Within twenty miles of where this is written, at the foot of the great Wasatch Mountains, in Utah, are five such cañons with power-houses—two of them with two houses in each cañon. All over this mountain country, from the middle of Utah to the Canadian line, are hundreds of such mountain torrents, only a small proportion of which are yet harnessed for work.
Some of them are very much larger than the one we have visited. Come with me to one of these larger houses.
It is in a cañon of awful sublimity, so deep and so nearly unapproachable that the construction teams had to haul over eight miles of zigzag trail to make the descent of less than half a mile to the torrent.
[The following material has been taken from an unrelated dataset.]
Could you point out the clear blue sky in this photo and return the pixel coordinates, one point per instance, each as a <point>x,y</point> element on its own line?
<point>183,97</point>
We scramble down over the rocks and brush; and although the roar of the water reaches us for ten or fifteen minutes before we see it, we are by no means prepared for the astounding scene when it at last comes into view.
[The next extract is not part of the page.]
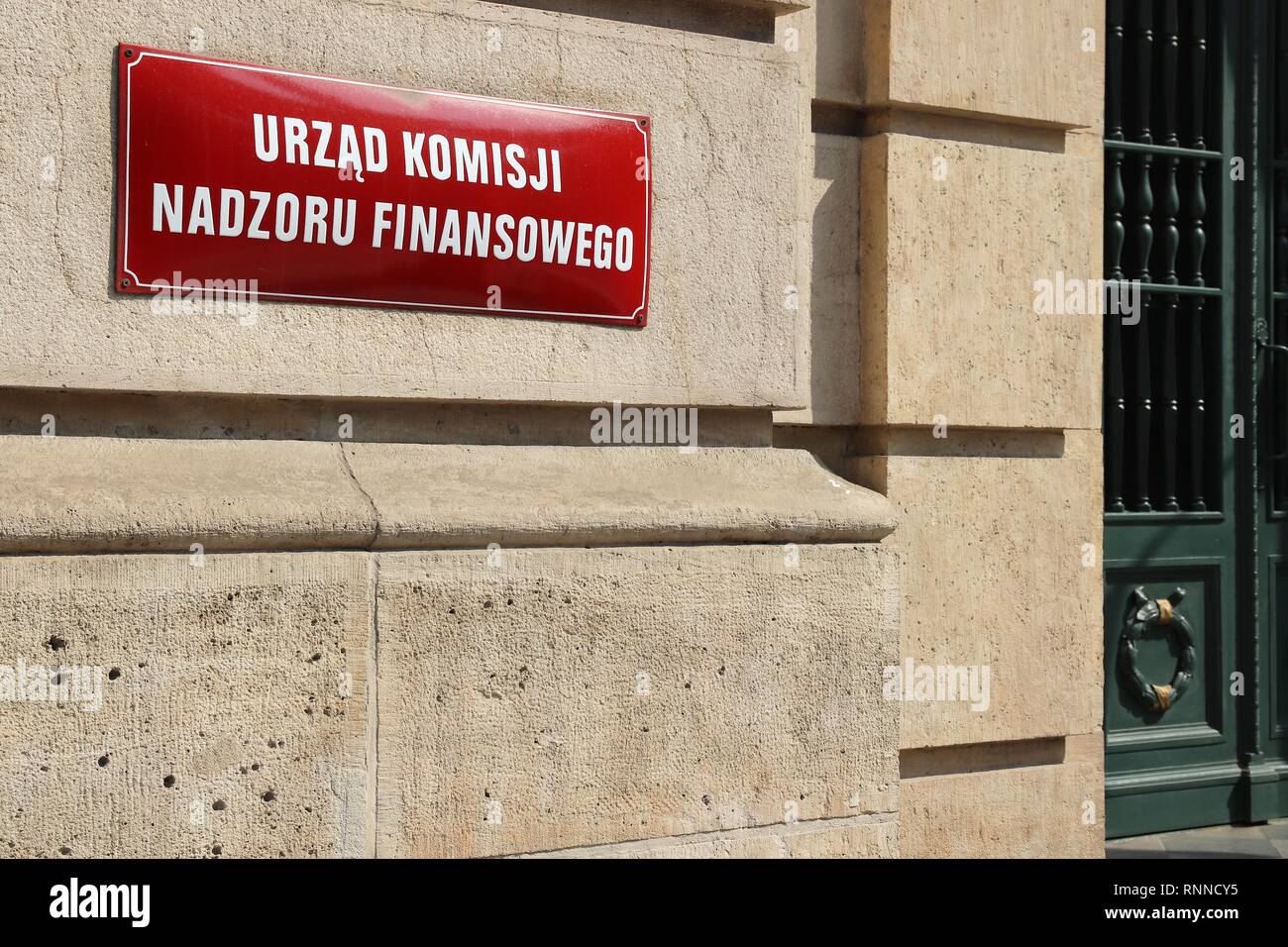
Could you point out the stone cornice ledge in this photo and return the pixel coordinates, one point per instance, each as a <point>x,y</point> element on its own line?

Out from the depths of the great ugly building belch forth four gleaming, horizontal columns of water, big as barrels, with a force, speed, and roar as though the discharge were from giant cannon. Straight across the tail-race they gleam and quiver for a hundred feet, impinging upon a solid ledge of granite, in which they have worn huge caverns. The spray dashes up the face of the ledge for sixty or seventy feet. Up and down the stream, swirling and writhing in a thousand rushing, crowding whirlpools, the water, just freed from its maddening confinement, is seeking to make good its escape. But it is jammed back into the upper race, and for fifty yards you will see it hanging, ledge upon ledge, fighting, snarling, surging, and struggling for its chance to slip beneath those terrific outlet volleys and gain the lower stream and liberty and peace.
The mighty Niagara has no such background of wild beauty, nor does it ever convey such an instant impression of water force. Once I saw a big two-inch plank dropped into one of those furious water columns. It seemed scarcely to touch the water, but flew, faster than the eye could follow, over to the granite ledge and was instantly smashed into ten thousand splinters, and I knew that even before the plank had reached the ledge, the mighty power which hurled it, transmuted into electricity, had already reached, and was operating, street-cars in a city seventy miles away.
Come into the power-house. Look at the four gigantic generators, whirling and humming like leviathan June-bugs—see the wicked, sputtering little blue sparks from the commutators. From the windows at the back of the building we look up a very sharp slope, 1500 feet high, and see the penstocks—twenty-four-inch steel tubes, black, ungainly, and, at twilight, very uncanny. They follow in curves the profile of the rough ground, bringing the furious rush of water from the summit down to the turbines in the lower basement, turning out 26,000 horse-power.